ARC supporters claim the governor inflated the state's cost. But many state rail advocates, accepting the governor's move if not his primary justification, noted ARC created a railroad parallel to, but separate from, the NEC. The Amtrak project, by contrast, is designed to be an expansion of NEC capacity, including access to Penn Station in New York.
New Jersey's payment reportedly would be some form of user fee, similar to its payment for use of the existing NEC, owned by Amtrak.
Transportation Commissioner James Simpson, addressing the Chamber of Commerce of Southern New Jersey in Voorhees, N.J., would not say what percentage of the cost New Jersey would consider fair. Simpson said he would be meeting with Amtrak President and CEO Joseph Boardman to discuss the matter. Added Christie spokesman Michael Drewniak Friday, "At this time, it would be quite premature to say what New Jersey would commit to in terms of dollars."

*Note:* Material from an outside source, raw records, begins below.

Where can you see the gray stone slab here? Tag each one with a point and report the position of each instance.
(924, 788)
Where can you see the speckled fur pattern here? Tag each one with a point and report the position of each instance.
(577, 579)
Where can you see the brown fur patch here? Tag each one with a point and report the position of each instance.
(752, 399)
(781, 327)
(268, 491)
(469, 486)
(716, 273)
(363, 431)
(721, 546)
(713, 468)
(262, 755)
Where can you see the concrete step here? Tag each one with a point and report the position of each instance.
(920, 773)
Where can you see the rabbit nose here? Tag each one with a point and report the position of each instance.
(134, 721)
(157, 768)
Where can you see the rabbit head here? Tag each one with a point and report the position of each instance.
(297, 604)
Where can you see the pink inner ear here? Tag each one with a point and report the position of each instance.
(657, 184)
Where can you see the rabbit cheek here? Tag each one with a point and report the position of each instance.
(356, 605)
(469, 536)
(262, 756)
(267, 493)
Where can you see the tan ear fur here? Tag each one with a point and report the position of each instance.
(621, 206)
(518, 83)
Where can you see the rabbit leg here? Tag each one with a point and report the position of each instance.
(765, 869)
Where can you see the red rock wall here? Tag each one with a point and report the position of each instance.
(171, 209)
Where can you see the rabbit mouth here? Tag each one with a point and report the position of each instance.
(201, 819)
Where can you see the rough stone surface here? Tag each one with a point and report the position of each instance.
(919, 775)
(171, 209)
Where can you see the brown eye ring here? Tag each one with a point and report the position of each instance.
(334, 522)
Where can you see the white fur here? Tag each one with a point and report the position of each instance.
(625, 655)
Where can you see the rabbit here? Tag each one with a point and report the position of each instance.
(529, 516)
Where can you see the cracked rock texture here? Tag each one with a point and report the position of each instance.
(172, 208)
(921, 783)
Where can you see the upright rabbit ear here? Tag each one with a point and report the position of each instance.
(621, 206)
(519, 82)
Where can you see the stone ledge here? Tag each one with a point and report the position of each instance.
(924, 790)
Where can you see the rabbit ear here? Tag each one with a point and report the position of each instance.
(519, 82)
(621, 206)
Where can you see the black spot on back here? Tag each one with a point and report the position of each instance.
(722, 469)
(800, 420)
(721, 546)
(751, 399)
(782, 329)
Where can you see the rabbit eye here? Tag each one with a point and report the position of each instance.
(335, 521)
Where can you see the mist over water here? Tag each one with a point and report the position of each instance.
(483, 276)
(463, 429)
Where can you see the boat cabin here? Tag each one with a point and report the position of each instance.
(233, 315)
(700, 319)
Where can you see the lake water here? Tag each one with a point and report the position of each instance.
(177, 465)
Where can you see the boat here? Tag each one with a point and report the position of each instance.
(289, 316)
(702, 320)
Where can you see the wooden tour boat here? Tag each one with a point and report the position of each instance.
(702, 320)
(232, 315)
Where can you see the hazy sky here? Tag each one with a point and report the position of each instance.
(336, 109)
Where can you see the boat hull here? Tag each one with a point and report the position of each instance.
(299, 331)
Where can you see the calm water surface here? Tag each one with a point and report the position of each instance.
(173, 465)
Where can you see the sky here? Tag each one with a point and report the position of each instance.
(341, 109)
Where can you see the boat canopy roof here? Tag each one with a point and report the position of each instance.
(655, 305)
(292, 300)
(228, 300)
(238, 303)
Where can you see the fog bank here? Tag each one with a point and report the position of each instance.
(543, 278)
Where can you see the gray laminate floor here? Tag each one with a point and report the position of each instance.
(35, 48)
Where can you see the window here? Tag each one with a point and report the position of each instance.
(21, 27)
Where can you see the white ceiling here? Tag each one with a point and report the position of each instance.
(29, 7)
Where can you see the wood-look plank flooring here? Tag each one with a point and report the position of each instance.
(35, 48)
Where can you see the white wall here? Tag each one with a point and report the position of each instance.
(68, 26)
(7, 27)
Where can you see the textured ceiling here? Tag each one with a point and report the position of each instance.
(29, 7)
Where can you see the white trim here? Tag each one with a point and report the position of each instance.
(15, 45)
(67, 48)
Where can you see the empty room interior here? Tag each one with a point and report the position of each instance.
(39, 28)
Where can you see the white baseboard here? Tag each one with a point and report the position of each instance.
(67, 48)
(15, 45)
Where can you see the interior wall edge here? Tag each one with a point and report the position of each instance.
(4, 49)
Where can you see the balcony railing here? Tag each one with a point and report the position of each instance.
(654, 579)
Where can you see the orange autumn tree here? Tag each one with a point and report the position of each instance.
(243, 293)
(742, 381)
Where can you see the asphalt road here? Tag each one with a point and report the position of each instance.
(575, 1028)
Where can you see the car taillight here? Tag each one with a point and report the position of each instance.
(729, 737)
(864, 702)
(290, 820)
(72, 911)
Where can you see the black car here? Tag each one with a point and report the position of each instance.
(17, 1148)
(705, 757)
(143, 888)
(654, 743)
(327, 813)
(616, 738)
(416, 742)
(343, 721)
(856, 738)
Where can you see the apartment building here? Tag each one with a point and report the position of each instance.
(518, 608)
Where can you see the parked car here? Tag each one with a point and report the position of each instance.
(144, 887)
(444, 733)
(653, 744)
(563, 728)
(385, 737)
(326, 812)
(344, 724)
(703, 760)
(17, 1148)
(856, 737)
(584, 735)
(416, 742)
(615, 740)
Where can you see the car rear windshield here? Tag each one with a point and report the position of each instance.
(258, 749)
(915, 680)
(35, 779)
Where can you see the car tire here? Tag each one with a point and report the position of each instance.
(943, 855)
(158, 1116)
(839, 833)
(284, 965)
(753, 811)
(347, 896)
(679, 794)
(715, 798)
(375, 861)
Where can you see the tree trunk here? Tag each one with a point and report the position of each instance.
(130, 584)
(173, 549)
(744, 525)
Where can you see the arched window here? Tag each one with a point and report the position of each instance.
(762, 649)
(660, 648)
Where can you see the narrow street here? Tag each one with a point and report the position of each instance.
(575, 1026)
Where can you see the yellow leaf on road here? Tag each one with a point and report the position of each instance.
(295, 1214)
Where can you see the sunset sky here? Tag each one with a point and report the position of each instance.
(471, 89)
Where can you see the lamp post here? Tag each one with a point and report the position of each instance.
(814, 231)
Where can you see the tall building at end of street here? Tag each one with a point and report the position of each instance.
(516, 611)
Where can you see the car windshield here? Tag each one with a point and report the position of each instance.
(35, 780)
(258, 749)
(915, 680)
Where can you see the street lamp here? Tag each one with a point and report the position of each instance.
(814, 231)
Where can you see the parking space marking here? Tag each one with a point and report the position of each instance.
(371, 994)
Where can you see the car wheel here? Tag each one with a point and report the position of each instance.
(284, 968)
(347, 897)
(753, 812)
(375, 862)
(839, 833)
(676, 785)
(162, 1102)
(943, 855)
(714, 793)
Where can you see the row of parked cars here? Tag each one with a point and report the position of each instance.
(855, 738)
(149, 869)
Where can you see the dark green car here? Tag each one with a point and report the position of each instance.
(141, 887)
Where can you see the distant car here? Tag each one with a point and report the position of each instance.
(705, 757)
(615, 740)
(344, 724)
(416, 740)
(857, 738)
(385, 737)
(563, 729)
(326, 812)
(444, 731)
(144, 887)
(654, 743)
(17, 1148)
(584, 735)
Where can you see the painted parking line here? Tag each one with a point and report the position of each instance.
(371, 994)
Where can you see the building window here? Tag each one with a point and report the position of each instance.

The Gateway project has been budgeted for $20 million from the Senate Appropriations Committee for federal fiscal year 2013, which would fund preliminary design and engineering work. Amtrak also has said some (not all) of the previous ARC study material can be applied to Gateway reduce cost.
The Gateway project includes a new Portal Bridge in the Jersey Meadowlands to first augment and then replace the existing structure, which is plagued by mechanical difficulties; work on the Portal Bridge crossing, which spans the Hackensack River, was separated from the ARC project in part to keep overall ARC cost estimates down.
A study by the federal Government Accountability Office, released last month, questioned Christie's conclusions, noting that the last estimate by the Federal Transit Administration was $9.8 billion to $12.4 billion and that no agreement was reached on paying for any cost overruns.